Aus Flüchtlingen sollen Steuerzahler werden
Die Berliner Wasserbetriebe haben Geflüchtete als Azubis für sich entdeckt
»Flüchtling ist kein Beruf« lautet das Motto der Initiative »Arrivo«, die sich um Ausbildungen und Berufe für Geflüchtete im Berliner Arbeitsmarkt bemüht. Einer aktuellen Umfrage der Industrie und Handelskammer (IHK) zufolge, würden vier von fünf Firmen Flüchtlinge ausbilden wollen.
Als erstes Landesunternehmen kündigten am Mittwoch die Berliner Wasserbetriebe (BWB) an, Flüchtlinge künftig auf eine Ausbildung vorbereiten zu wollen. Ab Januar kommenden Jahres sollen, gemeinsam mit Arrivo und der gemeinnützigen Gesellschaft für berufsbildende Maßnahmen (GFBM), sechs Geflüchtete im Alter von 19 bis 26 Jahren in einem achtmonatigen Praktikum bei den Berliner Wasserbetrieben auf eine Ausbildung vorbereitet werden.
Wer die sogenannte Einstiegsqualifizierung (EQ) erfolgreich absolviert, kann ab September kommenden Jahres mit einer regulären technischen Berufsausbildung bei den Wasserbetrieben beginnen, sagte Personalvorständin Kerstin Oster am Mittwoch bei der Unterzeichnung des Kooperationsvertrages. Die Kooperation »erweitert auch unsere Möglichkeiten, künftige Fachkräfte für die Wasserbetriebe zu gewinnen und stärkt die gelebte Vielfalt im Unternehmen«, sagte Oster.
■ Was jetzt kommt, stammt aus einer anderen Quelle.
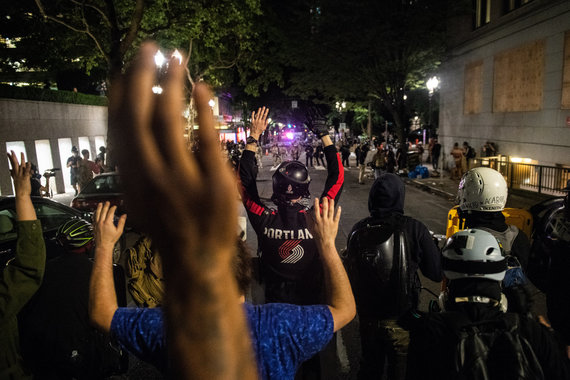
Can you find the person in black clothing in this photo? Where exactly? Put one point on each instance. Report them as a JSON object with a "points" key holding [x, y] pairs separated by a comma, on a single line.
{"points": [[482, 196], [473, 298], [57, 339], [290, 266], [435, 153], [382, 336], [320, 155], [309, 155], [558, 286], [345, 153]]}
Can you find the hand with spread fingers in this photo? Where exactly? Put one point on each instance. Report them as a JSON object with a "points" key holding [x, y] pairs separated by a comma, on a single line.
{"points": [[184, 202], [259, 122]]}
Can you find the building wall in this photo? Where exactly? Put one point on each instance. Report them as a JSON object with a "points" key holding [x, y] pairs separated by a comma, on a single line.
{"points": [[29, 121], [543, 134]]}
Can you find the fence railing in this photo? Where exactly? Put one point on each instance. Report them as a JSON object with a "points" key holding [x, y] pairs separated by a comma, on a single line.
{"points": [[540, 178]]}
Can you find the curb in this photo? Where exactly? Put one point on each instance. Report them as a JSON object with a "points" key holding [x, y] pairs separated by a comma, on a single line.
{"points": [[431, 189]]}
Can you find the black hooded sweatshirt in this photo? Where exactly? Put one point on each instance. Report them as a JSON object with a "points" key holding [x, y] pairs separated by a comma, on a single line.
{"points": [[386, 205]]}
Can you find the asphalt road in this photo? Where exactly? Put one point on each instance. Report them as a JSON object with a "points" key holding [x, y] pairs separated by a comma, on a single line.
{"points": [[428, 208]]}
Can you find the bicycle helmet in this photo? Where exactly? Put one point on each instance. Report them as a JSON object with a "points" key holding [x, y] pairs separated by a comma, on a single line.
{"points": [[473, 254], [290, 181], [482, 189], [75, 233]]}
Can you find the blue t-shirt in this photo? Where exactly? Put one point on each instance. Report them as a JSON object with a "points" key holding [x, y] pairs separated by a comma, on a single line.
{"points": [[283, 335]]}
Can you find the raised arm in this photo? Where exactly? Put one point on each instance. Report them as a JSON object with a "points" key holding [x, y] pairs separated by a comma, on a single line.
{"points": [[102, 296], [184, 203], [22, 276], [324, 227]]}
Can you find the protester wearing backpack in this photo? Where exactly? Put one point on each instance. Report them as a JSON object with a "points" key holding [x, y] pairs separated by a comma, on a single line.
{"points": [[473, 338], [482, 196], [384, 253]]}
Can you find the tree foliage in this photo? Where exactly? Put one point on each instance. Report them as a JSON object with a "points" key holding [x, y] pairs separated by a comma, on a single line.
{"points": [[360, 50]]}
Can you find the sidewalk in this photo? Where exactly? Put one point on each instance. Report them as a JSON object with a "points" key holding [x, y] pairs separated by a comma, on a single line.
{"points": [[446, 187]]}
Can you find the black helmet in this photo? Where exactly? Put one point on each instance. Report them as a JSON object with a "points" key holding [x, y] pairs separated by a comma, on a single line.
{"points": [[290, 181], [75, 233]]}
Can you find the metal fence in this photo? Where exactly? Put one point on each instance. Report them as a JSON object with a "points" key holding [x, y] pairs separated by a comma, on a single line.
{"points": [[540, 178]]}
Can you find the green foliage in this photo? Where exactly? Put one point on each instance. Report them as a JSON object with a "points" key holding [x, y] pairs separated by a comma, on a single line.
{"points": [[33, 93]]}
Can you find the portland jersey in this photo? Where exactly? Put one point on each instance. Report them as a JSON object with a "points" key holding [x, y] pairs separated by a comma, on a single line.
{"points": [[287, 249]]}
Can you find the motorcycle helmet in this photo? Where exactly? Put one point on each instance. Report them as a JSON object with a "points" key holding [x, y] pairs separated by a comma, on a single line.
{"points": [[290, 181], [75, 233], [482, 189], [473, 253]]}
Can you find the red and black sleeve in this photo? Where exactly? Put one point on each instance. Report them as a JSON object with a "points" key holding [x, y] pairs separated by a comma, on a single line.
{"points": [[256, 210], [335, 177]]}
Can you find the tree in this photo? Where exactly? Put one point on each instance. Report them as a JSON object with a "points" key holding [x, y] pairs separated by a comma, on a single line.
{"points": [[370, 50]]}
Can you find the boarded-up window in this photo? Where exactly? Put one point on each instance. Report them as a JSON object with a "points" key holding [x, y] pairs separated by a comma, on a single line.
{"points": [[566, 77], [473, 97], [518, 79]]}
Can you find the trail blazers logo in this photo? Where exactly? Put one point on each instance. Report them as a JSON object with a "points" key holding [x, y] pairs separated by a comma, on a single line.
{"points": [[291, 251]]}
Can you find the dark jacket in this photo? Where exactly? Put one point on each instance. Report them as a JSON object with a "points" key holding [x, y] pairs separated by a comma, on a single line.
{"points": [[496, 221], [19, 280], [433, 342], [288, 251], [386, 203]]}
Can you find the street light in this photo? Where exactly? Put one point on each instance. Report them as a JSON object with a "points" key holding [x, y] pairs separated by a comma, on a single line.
{"points": [[431, 85]]}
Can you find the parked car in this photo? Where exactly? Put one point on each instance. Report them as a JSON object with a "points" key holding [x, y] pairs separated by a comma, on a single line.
{"points": [[51, 214], [104, 187]]}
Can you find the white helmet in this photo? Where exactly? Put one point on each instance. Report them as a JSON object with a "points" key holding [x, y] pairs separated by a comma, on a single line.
{"points": [[482, 189], [473, 254]]}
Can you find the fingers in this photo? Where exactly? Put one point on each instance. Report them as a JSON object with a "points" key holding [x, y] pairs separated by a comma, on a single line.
{"points": [[97, 215], [121, 223], [208, 156], [168, 127], [337, 216], [134, 113]]}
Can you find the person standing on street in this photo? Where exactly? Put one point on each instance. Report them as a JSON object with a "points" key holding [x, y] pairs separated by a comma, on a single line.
{"points": [[474, 338], [309, 154], [23, 275], [435, 153], [290, 263], [381, 247], [361, 153], [73, 164]]}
Während des Praktikums erhalten die Absolventen eine Bezahlung in Höhe von 216 Euro und werden sozialpädagogisch betreut. Außerdem bekommen sie ein BVG-Ticket erstattet und erhalten Deutschkurse, die die GFBM begleitet.
»Die Berliner Wasserbetriebe als landeseigenes Unternehmen gehen hier mit gutem Beispiel voran und nehmen ihre Verantwortung wahr«, sagte Arbeitssenatorin Dilek Kolat (SPD) bei der Vertragsunterzeichnung. »Viele der Geflüchteten bringen Potenziale und Qualifikationen mit, die unsere Gesellschaft bereichern können«.
Etwa 230 Auszubildende beschäftigen die Wasserbetriebe in 18 technischen, kaufmännischen und akademischen Berufen. Hinzukommen jedes Jahr 80 neue Lehrlinge. Seit 2010 gibt es die Einstiegsqualifizierung der Berliner Wasserbetriebe, ein Programm, durch das bisher sechs junge BerlinerInnen, die aus unterschiedlichen Gründen keinen »normalen« Ausbildungsweg beschritten konnten, die Möglichkeit bekamen, an eine Ausbildungsstelle zu gelangen. Hinzu kommen nun sechs weitere Praktikumsstellen ausschließlich für Geflüchtete.
Gemeinsam sollen während der EQ-Phase Teams zwischen Geflüchteten und Berlinern gebildet und sich im Rahmen des Praktikums und darüber hinaus gegenseitig geholfen werden. »Im Idealfall erwachsen daraus Freundschaften«, wünscht sich Ausbilderin und Betreuerin Anne Schneider. Voraussetzungen für das Qualifizierungspraktikum sind mindestens drei Monate Aufenthalt in Deutschland, eine Arbeitserlaubnis, sowie Deutschkenntnisse auf dem Niveau B1.